Lostwithiel is one of my favourite towns in Cornwall. It is peaceful even at the height of the summer season and wonderfully historic with many interesting buildings. There are also lots of antique and curiosity shops to nose about in. A beautiful Norman bridge crosses the river Fowey here and there is Restormel, an ancient motte and bailey castle, just outside the town. In the centre the rather imposing Exchequer Hall was built in 1272 and was once home to the ancient Stannary Courts.
But of course I came to Lostwithiel looking for something far less grand and dare I say a lot sillier!
Not far from the corner of North Street and Queen Street there is a little square house with an inscription quite high up on its walls.
The granite plaque wraps around one corner of the building. It appears to have been built into the actual wall of the house, not added on later. It reads:
Walter Kendal of Lostwithiell was founder of this house in 1658. Hath a Lease for Three Thousand Yeares which had beginning the 29th of September Anno 1652
Now this was a man with long term goals I feel! A man thinking ahead . . . far, far ahead! I am really not sure what Walter thought would be happening 4652 when his lease finally expires!

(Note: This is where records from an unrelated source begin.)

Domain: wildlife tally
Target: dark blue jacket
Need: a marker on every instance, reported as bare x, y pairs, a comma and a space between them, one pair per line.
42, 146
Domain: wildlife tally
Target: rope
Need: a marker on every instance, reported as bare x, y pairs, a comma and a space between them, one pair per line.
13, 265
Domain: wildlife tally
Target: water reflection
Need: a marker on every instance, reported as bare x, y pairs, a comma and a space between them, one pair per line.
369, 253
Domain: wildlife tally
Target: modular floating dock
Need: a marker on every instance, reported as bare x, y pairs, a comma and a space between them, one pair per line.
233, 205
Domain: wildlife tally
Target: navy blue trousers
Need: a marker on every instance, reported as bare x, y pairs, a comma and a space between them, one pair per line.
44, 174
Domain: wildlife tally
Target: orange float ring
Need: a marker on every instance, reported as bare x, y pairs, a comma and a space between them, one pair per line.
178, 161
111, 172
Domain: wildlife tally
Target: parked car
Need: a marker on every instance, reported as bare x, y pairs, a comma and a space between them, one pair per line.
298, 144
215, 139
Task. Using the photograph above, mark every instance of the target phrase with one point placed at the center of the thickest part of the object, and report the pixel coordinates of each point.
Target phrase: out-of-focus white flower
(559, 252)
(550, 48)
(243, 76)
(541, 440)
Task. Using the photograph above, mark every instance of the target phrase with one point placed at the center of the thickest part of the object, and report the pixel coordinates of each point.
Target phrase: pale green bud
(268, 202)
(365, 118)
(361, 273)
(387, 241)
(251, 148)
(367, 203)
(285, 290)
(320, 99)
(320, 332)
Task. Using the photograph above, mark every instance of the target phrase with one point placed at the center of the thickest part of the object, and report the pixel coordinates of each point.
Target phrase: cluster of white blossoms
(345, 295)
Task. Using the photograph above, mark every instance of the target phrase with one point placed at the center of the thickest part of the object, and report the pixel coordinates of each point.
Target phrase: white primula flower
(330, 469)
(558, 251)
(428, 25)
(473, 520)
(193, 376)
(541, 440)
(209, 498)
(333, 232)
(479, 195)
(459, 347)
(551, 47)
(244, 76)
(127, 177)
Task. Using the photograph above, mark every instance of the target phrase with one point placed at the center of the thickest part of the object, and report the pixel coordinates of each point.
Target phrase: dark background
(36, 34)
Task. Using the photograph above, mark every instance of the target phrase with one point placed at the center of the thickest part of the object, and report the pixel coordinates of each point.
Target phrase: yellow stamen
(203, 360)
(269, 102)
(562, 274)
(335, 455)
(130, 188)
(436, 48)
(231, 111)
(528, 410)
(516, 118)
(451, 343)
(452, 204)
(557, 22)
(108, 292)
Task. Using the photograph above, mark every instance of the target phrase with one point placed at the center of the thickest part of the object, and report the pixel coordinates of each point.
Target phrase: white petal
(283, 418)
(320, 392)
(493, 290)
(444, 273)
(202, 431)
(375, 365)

The National Archives at Kew still hold the original agreement which was made between Francis Buller and Walter Kendal for the “mansion house” in Lostwithiel.
Walter it seems was part of a impressively well-to-do family in the small town. His relations were members of parliament, Royalist army heroes and Masters of the Cinque Ports. The Kendals built Pelyn House near to the town in 1601 and the family are still there to this day. What Walter did, other than build his rather smaller abode and sign up to extraordinarily long leases, is not entirely clear.
He was born in 1608 to Thomas Kendal and Elizabeth Arscott and was the eldest of their eight children. They are all represented praying in multi-coloured relief in an impressive plaque on the wall of St Bartholomew’s Church. I think we can assume our Walter is the one on his knees just behind his considerably larger father.
Walter was married to Margaret Symon in 1642 and they had three children, Richard, Walter and Elizabeth. Sadly I haven’t had any luck finding out what Walter actually did during his life although when he married Margaret at St Winnow Church he recorded himself as a ‘Gentleman’.
Walter Kendal died in 1693 and was buried at Lostwithiel. His lease still has 2636 years to run at the time of writing!